This SNA wish has already been granted, to an extent.The USDA already lifted the limits through the end of the 2013-14 school year, and several senators have drafted the Sensible School Lunch Act to address the change permanently.
As much tinkering as has gone on with the Healthy, Hunger-Free Kids Act, perhaps it's worth wondering whether any bill attempting to adjust the legislation will morph into a broader attempt to undo the law. It was popular when it passed with bipartisan support in 2010, but as regulations have trickled out that put the law's words into action, criticism has grown.
The School Nutrition Association also is asking, again, that the USDA rule on how to handle situations when families don't pay for meals, accumulating debt and sometimes being turned away from eating.
"We are under no obligation to feed children who do not pay," said Margie Bowers, the child nutrition director in the 15,000-student Rogers, Ark., school district, but it isn't so easy to turn them away. "You see those babies come through your line every day."
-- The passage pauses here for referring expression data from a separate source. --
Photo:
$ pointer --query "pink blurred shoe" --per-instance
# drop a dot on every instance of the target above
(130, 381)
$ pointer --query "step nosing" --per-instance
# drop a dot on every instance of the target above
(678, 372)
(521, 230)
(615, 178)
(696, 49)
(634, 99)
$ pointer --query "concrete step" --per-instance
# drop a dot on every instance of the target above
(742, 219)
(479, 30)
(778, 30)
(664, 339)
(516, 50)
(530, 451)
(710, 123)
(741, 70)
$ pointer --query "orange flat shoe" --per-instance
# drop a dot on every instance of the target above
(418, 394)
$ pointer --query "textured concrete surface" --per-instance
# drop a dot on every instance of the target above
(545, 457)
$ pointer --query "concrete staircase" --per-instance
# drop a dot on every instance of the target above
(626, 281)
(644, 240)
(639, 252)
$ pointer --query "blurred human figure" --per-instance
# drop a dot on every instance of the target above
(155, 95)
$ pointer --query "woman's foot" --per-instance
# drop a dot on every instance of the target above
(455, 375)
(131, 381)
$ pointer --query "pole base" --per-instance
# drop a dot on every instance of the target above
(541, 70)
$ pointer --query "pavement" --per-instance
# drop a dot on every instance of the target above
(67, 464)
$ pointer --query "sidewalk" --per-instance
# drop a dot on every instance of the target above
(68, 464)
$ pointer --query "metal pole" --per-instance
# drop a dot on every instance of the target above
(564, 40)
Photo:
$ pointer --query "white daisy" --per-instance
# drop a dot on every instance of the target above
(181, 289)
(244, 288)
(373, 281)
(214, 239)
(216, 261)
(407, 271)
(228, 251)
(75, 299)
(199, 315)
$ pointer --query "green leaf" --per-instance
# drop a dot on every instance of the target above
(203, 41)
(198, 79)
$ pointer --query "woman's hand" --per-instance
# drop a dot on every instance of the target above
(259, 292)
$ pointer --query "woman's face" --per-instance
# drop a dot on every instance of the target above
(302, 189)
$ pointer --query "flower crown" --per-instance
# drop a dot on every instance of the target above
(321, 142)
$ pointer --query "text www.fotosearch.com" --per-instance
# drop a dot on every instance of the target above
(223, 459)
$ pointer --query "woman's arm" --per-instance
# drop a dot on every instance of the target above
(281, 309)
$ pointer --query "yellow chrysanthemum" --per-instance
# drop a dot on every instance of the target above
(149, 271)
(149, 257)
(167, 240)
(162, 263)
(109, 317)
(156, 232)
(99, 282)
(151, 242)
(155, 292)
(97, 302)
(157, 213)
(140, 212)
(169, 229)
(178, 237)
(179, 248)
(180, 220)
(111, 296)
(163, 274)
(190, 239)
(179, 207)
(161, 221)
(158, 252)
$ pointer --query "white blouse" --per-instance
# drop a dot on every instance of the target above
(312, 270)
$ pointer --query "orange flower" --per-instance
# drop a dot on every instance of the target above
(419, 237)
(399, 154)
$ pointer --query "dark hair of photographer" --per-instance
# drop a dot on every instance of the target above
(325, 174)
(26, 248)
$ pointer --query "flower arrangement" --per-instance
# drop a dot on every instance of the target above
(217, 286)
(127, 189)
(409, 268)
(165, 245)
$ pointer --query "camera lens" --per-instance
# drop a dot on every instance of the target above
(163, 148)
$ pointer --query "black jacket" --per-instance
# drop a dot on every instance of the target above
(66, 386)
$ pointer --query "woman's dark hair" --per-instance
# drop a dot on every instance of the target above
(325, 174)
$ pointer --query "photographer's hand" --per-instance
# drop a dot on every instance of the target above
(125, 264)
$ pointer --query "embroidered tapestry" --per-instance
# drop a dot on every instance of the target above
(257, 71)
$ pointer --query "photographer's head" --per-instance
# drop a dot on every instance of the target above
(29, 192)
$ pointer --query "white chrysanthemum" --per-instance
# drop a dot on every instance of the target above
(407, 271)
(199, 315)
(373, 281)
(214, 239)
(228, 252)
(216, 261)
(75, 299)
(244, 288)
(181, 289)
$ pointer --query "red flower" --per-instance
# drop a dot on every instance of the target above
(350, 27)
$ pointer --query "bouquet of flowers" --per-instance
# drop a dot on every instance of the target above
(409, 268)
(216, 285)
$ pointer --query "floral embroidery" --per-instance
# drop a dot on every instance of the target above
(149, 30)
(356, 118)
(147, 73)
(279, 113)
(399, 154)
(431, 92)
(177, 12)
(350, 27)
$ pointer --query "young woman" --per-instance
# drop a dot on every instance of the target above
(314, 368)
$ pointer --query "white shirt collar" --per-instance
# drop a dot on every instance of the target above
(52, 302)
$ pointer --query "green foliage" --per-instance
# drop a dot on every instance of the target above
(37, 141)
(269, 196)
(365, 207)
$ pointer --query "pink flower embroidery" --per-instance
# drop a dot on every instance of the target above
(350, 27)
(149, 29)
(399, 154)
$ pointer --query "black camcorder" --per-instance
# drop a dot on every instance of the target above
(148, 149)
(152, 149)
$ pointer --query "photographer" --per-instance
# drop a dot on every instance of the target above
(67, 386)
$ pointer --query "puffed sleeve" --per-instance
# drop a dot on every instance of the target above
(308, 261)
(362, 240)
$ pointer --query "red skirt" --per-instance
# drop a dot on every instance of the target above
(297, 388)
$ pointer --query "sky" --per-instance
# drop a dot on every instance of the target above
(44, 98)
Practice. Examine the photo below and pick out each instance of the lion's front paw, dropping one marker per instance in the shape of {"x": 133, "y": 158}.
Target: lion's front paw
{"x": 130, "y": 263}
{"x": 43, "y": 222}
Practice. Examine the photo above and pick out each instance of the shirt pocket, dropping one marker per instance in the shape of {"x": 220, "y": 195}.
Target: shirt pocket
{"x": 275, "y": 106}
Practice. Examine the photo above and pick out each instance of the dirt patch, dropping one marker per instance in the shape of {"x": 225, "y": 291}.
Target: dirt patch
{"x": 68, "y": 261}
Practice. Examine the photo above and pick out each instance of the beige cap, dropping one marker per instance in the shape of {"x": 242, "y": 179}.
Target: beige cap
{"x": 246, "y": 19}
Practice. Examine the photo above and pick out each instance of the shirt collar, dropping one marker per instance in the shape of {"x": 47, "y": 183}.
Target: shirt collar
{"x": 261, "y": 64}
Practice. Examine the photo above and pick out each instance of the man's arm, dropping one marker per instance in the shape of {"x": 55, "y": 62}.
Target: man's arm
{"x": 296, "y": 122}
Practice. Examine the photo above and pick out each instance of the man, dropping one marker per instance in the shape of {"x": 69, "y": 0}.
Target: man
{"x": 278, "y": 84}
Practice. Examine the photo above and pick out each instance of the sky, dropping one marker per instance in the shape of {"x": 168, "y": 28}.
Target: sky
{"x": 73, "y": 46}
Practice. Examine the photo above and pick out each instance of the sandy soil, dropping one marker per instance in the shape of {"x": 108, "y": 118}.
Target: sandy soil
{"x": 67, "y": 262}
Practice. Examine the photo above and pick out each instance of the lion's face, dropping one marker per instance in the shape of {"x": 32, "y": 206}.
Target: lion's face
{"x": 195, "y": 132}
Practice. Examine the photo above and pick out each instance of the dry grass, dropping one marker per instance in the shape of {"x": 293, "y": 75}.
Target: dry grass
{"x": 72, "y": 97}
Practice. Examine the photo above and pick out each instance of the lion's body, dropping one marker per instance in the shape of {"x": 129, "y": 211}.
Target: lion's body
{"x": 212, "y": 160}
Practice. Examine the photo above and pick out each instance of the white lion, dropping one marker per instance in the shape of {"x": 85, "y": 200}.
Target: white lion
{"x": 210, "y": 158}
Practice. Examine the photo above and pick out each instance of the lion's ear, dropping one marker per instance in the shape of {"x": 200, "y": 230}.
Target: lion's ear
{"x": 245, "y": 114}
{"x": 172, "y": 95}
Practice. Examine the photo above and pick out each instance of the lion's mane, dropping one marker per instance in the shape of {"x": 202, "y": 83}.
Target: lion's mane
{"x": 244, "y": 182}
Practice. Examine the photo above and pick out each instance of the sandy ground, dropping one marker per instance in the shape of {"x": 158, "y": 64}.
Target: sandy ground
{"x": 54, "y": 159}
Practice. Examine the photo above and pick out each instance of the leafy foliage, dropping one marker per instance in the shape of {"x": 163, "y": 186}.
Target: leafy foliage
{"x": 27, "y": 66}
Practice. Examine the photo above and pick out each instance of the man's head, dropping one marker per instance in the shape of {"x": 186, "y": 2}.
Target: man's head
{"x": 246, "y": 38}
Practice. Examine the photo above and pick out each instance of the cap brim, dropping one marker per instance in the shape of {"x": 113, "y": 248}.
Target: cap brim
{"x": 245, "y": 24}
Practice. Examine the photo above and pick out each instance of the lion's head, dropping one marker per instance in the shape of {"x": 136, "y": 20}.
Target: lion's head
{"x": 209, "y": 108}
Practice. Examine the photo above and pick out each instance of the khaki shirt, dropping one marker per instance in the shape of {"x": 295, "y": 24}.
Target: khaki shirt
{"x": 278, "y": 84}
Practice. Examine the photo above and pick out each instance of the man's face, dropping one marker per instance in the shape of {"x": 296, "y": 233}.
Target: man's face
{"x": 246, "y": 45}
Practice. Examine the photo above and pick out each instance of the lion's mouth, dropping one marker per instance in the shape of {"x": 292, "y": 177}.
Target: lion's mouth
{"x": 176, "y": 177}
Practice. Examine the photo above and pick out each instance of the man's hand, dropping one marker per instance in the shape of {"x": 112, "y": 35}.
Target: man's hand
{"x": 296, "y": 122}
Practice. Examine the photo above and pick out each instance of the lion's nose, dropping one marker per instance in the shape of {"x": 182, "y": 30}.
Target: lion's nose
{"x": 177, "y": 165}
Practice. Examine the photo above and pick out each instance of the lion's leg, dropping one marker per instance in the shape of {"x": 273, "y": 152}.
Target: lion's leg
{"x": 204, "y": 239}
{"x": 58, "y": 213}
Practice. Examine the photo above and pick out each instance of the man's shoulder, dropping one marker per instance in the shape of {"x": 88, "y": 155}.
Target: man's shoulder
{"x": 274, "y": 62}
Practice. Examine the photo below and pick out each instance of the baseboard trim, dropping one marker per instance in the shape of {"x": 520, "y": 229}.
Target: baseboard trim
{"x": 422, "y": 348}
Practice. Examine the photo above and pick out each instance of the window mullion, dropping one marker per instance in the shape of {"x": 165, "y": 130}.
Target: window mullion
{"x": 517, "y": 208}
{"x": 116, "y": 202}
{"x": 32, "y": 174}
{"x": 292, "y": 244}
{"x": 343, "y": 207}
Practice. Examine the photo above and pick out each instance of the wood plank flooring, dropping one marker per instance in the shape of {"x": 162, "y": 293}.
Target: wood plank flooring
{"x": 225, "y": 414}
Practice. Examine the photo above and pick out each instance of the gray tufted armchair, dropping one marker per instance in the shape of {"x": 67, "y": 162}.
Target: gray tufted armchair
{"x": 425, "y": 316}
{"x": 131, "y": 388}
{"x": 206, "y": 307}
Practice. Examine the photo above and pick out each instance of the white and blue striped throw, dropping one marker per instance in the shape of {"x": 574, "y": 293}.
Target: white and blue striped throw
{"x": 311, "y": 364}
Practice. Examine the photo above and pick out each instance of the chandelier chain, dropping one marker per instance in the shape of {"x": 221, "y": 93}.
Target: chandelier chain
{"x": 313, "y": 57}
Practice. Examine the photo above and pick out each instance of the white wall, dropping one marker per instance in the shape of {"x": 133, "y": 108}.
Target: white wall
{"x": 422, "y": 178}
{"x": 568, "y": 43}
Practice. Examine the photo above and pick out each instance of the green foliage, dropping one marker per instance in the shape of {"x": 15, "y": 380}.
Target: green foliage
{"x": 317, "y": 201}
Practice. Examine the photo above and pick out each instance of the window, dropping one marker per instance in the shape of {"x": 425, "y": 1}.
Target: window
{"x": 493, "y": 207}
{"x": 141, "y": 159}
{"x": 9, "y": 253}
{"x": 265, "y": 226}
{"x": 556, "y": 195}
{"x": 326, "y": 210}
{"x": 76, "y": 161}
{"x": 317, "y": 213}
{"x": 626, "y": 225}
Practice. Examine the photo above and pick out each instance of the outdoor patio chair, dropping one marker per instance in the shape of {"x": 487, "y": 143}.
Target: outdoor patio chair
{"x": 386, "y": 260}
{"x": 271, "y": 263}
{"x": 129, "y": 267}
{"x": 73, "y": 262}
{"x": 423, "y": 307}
And school food managers said they want to undo a requirement that they raise lunch prices for students who pay full price if they aren't operating with any debt. The increases may turn away students who don't qualify for meal subsidies and stigmatize lunch as being for poor children, said Julia Bauscher, the director of nutrition services in Kentucky's Jefferson County schools.
While the requirement has helped some cash-strapped districts, especially in places where school boards haven't allowed price increases, Bauscher said it shouldn't be required across the board.